NULL is already a hinted return type of both
::getWidthand::getHeightand @Roensby is correct, providers will likely have various capability to send either one, both or neither of these values. Lets make the foundation of the handling permissive with respect to these dimensions, for all resource types. In my case, despite requiring some special consideration for Facebook embeds during display, the underlying system rejecting the NULL value made the oembed system unusable.I think it's acceptable for developers to make specific decisions and considerations towards the display of non-conforming resources, especially given these resources need to be explicitly enabled with a hook.
With that in mind, here is the test, IS/title update.

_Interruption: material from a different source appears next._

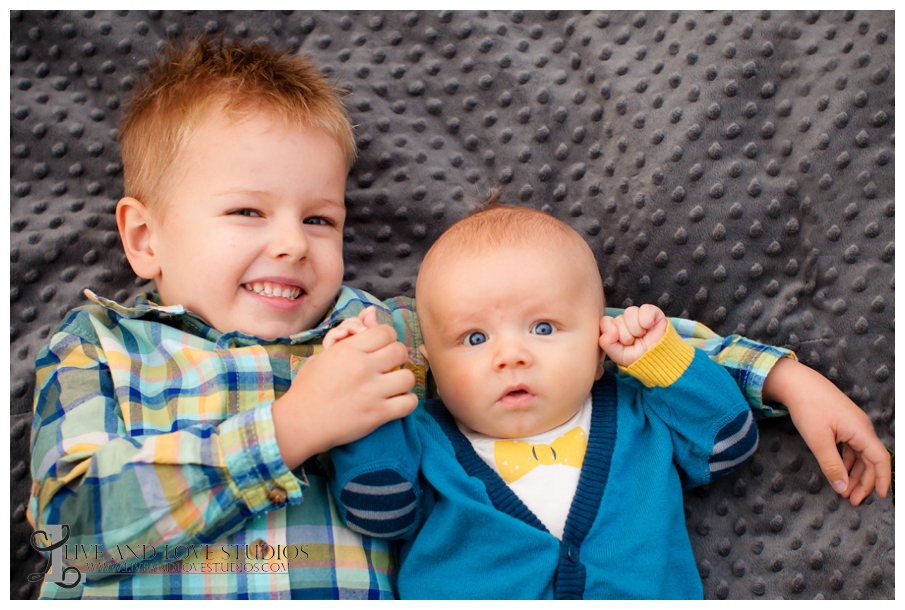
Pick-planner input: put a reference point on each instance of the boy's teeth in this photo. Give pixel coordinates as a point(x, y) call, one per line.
point(274, 290)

@Wim Leers, @Roensby, do you think JSON API needs a dedicated issue to discuss the exception handling component? I think this is probably not an API first initiative issue with the modified scope.
Comment #18
phenaproximaCould we get a FAIL patch here, to prove the bug and the fix?
Comment #19
phenaproximaI find this logic a bit hard to follow. Rather than doing
$var !== NULL, we can use isset() instead? Also, I'm not sure we need to cast $width and $height to ints when using comparison operators; I'm pretty sure PHP will cast them automatically. So this can be:Oh my God, it's gorgeous!!! 😍 But, since this patch does some type juggling, can we use assertSame() instead of assertEquals()?
Comment #20
sam152 commented1. Sure thing, great improvements.
2. Great point, fixed.
Comment #21
phenaproximaI love this. RTBC when green on all backends. Thank you for the great bugfix!
Comment #22
phenaproximaActually, one thing that concerns me...the
photoresource type really requires dimensions. Should we perhaps add something to theResource::photo()factory method, and related test coverage, to ensure that both width and height have a value (and throw exceptions if either doesn't)? Something like this:Also, the
rich()factory method currently doesn't explicitly allow NULL values for $width and $height. Should we make that change here too?Comment #23
sam152 commentedIf the system is really unusable for photos without dimensions, I definitely agree. Otherwise I think it would probably be a matter of time before, in order to support
$some_provider, the constraints would simply be relaxed once more.Comment #25
sam152 commentedHere is a test to prove that photos render without dimensions, the
hook_themedefaults them toNULLandtemplate_preprocess_imageoptionally includes them as attributes.Comment #27
acbramley commentedNice work @Sam152 looks like #22 is addressed
Comment #28
alexpottCommitted f85f69c and pushed to 9.1.x. Thanks!
I think this is a good example of the robustness principle.
Going to get a +1 from release managers for a backport to 8.9.x and 9.0.x as they are in rc.
Fixed spelling mistake on commit.
Comment #32
alexpottDiscussed with @catch and we agreed to backport.